In closing this chapter I will add that the Ocean Bank is no more, though the building in which it was still remains intact. The various floors are now used as offices and small stores for tradesmen. The bank itself went to pieces in 1876, several years after my handiwork depleted its rich vault; but another class of crooks was the author of its ruin. The Tweed gang of politicians got in their greedy work, and when they were done, little remained to be divided among the honest people who patronized the bank. It was long a trite saying in Wall Street that the bank suffered much from the encroachment of the burglars, but that was but a mere trifle compared with the blow given it by the politicians.
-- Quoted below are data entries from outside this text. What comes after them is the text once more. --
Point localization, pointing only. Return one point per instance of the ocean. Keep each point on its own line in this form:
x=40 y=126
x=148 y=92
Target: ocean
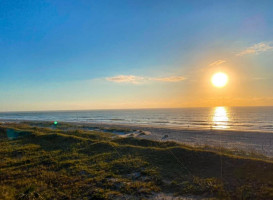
x=233 y=118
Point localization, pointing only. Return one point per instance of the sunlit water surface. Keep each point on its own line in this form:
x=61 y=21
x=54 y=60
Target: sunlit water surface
x=238 y=118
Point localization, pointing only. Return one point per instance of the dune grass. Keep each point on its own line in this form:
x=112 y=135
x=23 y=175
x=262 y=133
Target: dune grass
x=76 y=164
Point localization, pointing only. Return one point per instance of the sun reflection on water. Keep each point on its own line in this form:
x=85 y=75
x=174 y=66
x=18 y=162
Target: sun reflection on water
x=220 y=118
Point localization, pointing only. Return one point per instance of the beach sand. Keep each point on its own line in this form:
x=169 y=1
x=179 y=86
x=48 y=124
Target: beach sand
x=248 y=141
x=251 y=142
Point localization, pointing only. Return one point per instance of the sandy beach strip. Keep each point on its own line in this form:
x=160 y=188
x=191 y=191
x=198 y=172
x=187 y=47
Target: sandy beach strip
x=259 y=142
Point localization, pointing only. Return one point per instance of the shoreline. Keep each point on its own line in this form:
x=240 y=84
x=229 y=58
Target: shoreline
x=257 y=142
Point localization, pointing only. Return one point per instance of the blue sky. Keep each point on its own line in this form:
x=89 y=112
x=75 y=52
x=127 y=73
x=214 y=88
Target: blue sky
x=132 y=54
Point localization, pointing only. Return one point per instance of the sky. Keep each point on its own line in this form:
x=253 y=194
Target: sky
x=84 y=54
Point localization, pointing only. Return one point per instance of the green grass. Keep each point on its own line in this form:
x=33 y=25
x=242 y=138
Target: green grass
x=78 y=164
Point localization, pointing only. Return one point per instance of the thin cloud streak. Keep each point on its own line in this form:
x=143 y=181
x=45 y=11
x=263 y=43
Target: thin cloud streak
x=139 y=79
x=125 y=79
x=256 y=49
x=170 y=79
x=217 y=62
The legend in great brownstone letters, “Ocean Bank,” may yet be seen over the main entrance to the building, a vivid reminder of the burglar craft and corrupt politicians of nearly twoscore years ago.


CHAPTER XIX
A CLEAN BILL OF HEALTH

Shortly after the Cadiz burglary, having been able to insure myself from arrest at the hands of the New York police by lining their palms with gold, and the life of a criminal having been accepted as a means of regaining my standing, if possible, in New Hampshire, I turned my face east in the belief that all-powerful gold would purchase there what justice, as dealt out at Keene, had withheld from me.
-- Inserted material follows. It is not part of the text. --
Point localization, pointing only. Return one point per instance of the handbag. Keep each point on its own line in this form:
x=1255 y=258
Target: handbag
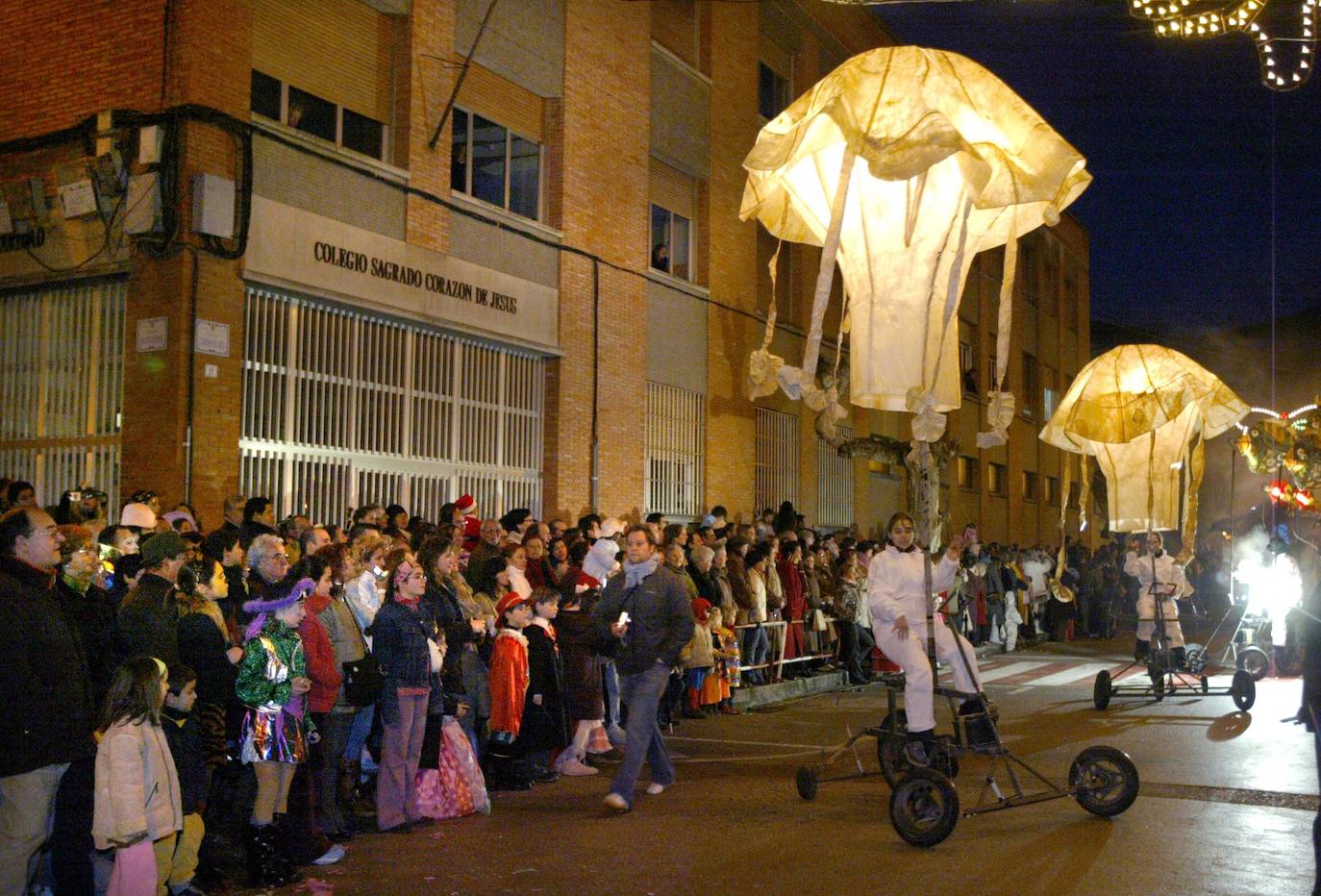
x=362 y=678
With this object in view I sent for A. V. Lynde, one of my attorneys in the New Hampshire case, and we conferred at great length, with the result that he assured me I would not be convicted should a retrial of the case be had. However, I wanted to get a clean bill of health, and felt disposed to leave no door closed through which I could obtain it. I believed that money would prove the strongest argument. So, after the ground had been thoroughly gone over, it was determined to offer Herbert Bellows, the power behind the burglary charge, two propositions from which to choose. One was that I would surrender for a retrial, provided reasonable bail would be vouchsafed me, with the further promise that if I were acquitted my confiscated property would be returned to me. The second proposition was that if he would consent to the quashing of the indictment a sum not to exceed ten thousand dollars would be paid him.

With these propositions, Mr. Lynde returned to Keene and submitted them to Bellows, through the latter’s attorney. The first was instantly declined. The second would be accepted, provided the bribe was increased to twenty thousand dollars. That price I would not consider for a moment, and the subject was dropped until a year after, when Bellows, through his counsel, sent word that he’d accept ten thousand to wipe out the indictment. There was a meeting, but I declared I’d not pay that sum.
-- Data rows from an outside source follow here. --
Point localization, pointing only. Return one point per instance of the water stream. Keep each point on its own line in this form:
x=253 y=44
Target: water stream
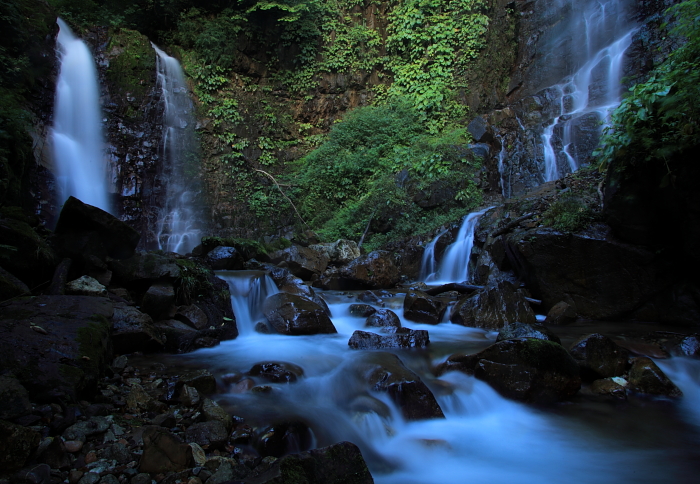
x=76 y=136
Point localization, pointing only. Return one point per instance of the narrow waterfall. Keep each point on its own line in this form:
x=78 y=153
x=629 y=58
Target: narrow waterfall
x=76 y=136
x=249 y=289
x=454 y=266
x=179 y=224
x=593 y=39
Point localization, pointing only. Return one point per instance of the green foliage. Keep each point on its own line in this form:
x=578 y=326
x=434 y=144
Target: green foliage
x=659 y=119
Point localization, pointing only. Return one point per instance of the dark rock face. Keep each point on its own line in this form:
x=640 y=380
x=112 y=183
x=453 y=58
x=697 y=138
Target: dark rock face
x=295 y=315
x=384 y=372
x=340 y=463
x=402 y=338
x=646 y=377
x=526 y=369
x=599 y=357
x=56 y=346
x=422 y=308
x=493 y=308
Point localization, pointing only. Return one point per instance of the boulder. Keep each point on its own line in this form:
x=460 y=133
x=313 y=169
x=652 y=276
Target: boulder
x=83 y=229
x=599 y=357
x=383 y=318
x=646 y=377
x=303 y=262
x=420 y=307
x=56 y=346
x=225 y=259
x=402 y=338
x=163 y=452
x=296 y=315
x=133 y=330
x=522 y=330
x=493 y=308
x=340 y=463
x=526 y=369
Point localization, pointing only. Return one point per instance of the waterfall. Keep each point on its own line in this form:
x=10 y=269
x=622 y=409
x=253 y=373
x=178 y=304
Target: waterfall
x=249 y=289
x=454 y=266
x=179 y=228
x=76 y=136
x=595 y=40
“Well, what will you give us?” asked Bellows’s lawyer.

“Perhaps five thousand,” said Mr. Lynde, carelessly, speaking for me. He added, “We’re somewhat like Judge Doe and his bail proposition—only we subtract, while, as you’ll remember, he worked in addition.”

No agreement was arrived at, and so another twelvemonth passed. Then Bellows’s counsel came to the front again and made Mr. Lynde an offer to accept my last figure. I smile as I recall the sympathetic tone my counsel adopted in replying to Bellows’s man: “Oh, really, I’m so sorry, but you know that five thousand dollar proposition of ours is outlawed—quite outlawed—in fact, a back number.”